Anything that’s left will go to the Crown – you’ll have to restore the company to get anything back.
Final accounts
You must send final statutory accounts and a Company Tax Return to HMRC.
You don’t have to file final accounts with Companies House.
- Prepare your final accounts and company tax return.
- File your accounts and company tax return, stating that these are the final trading accounts and that the company will soon be dissolved.
- Pay all Corporation Tax and any other outstanding tax liabilities.
If you’ve made a loss in your final year of trading, you might be able to offset the tax against profits from previous years – this is known as ‘terminal loss relief’. You can claim this on your final tax return.
Capital Gains Tax on personal profits
If you take assets out of the company before it’s struck off, you might have to pay Capital Gains Tax on the amount.
You might be able to get tax relief on this through Entrepreeurs’ Relief.
You will work this out on your personal Self Assessment tax return.
If the amount is worth more than £25,000, it will be treated as income and you’ll have to pay Income Tax on it.
Keeping records
You must keep business documents for 7 years after the company is struck off, eg bank statements, invoices and receipts.
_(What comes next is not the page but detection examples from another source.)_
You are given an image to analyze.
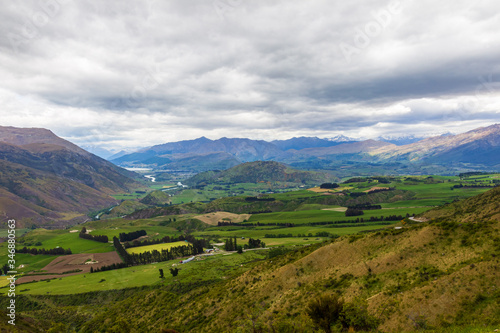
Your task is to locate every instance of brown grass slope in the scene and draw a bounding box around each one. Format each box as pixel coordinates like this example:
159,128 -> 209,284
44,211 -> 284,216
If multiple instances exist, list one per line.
12,189 -> 500,332
76,222 -> 500,332
422,187 -> 500,222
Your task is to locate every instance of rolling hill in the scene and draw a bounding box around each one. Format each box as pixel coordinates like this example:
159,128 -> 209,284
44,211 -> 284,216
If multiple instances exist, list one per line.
186,161 -> 333,186
5,183 -> 500,333
371,124 -> 500,169
0,127 -> 139,228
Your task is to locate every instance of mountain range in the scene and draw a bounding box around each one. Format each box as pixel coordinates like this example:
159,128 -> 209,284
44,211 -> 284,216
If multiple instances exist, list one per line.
0,127 -> 139,228
111,124 -> 500,173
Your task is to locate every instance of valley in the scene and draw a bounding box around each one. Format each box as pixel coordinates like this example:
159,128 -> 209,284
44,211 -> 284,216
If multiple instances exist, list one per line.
0,129 -> 500,333
0,166 -> 500,332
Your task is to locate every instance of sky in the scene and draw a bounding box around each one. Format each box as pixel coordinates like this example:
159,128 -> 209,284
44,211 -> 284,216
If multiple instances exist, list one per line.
0,0 -> 500,152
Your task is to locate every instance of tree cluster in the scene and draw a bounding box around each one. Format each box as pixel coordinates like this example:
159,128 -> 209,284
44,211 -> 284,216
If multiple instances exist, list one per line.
90,262 -> 127,273
306,295 -> 379,333
113,235 -> 208,266
245,197 -> 276,202
345,208 -> 364,216
119,230 -> 147,242
17,246 -> 71,255
347,202 -> 382,210
80,227 -> 108,243
245,238 -> 266,249
123,235 -> 210,252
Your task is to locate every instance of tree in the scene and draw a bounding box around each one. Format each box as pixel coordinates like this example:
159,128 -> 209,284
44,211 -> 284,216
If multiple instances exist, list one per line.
306,295 -> 344,333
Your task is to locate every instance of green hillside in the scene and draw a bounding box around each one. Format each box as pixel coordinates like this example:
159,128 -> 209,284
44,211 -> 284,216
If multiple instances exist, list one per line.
2,185 -> 500,333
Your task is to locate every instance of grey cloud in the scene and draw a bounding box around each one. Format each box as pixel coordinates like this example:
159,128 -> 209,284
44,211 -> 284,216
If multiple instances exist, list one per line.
0,0 -> 500,145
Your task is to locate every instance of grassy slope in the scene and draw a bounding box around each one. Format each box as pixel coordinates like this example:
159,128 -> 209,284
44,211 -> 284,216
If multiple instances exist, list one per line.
127,241 -> 188,253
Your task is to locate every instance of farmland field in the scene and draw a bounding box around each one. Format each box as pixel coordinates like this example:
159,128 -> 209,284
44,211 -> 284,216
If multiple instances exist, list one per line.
127,241 -> 189,253
4,251 -> 267,295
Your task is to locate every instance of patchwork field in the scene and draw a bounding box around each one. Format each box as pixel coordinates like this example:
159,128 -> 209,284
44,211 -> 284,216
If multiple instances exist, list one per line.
4,251 -> 267,295
127,241 -> 189,253
16,251 -> 122,284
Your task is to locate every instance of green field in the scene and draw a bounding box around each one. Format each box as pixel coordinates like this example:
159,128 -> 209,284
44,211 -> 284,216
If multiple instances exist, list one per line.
17,227 -> 114,253
127,241 -> 189,253
0,250 -> 267,295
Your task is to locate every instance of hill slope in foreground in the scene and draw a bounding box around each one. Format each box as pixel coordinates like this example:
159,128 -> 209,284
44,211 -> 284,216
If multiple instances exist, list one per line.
2,189 -> 500,332
0,127 -> 138,227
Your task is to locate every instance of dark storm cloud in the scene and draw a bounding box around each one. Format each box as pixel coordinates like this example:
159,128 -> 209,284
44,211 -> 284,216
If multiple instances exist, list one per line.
0,0 -> 500,147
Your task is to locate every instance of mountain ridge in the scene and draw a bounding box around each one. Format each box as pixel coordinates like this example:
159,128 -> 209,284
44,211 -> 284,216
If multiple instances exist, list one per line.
112,124 -> 500,173
0,127 -> 139,228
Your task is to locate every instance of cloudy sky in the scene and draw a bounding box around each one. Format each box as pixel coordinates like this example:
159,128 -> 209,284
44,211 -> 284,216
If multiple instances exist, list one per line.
0,0 -> 500,150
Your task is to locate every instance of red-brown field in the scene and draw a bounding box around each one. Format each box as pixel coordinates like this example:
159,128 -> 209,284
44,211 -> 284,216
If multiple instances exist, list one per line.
16,251 -> 122,284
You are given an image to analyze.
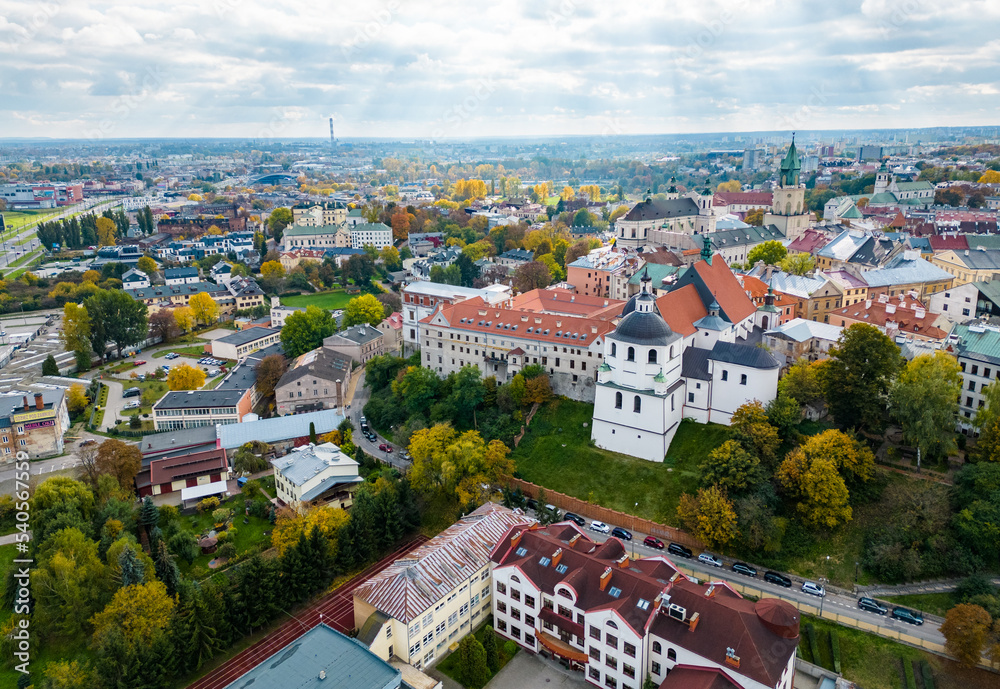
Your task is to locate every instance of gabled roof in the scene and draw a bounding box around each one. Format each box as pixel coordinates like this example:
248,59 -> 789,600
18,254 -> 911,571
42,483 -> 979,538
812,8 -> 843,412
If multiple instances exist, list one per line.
354,502 -> 535,624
If the company employed people, you must keep copies of its employers’ liability insurance policy and schedule for 40 years from the date the company was dissolved
What happens next
You’ll get a letter from Companies House to let you know if you’ve filled in the form correctly. If you have, your request for the company to be struck off will be published as a notice in your local Gazette.
If nobody objects, the company will be struck off the register once the 2 months mentioned in the notice has passed.
A second notice will be published in the Gazette – this will mean the company won’t legally exist anymore (it will have been ‘dissolved’).
Withdraw your application
You must withdraw your application if your company is no longer eligible to be struck off, eg it is trading or has become insolvent.
You can withdraw your application if you change your mind. You can only do this if your company is still on the Companies Register.
Only one director needs to sign the withdrawal form.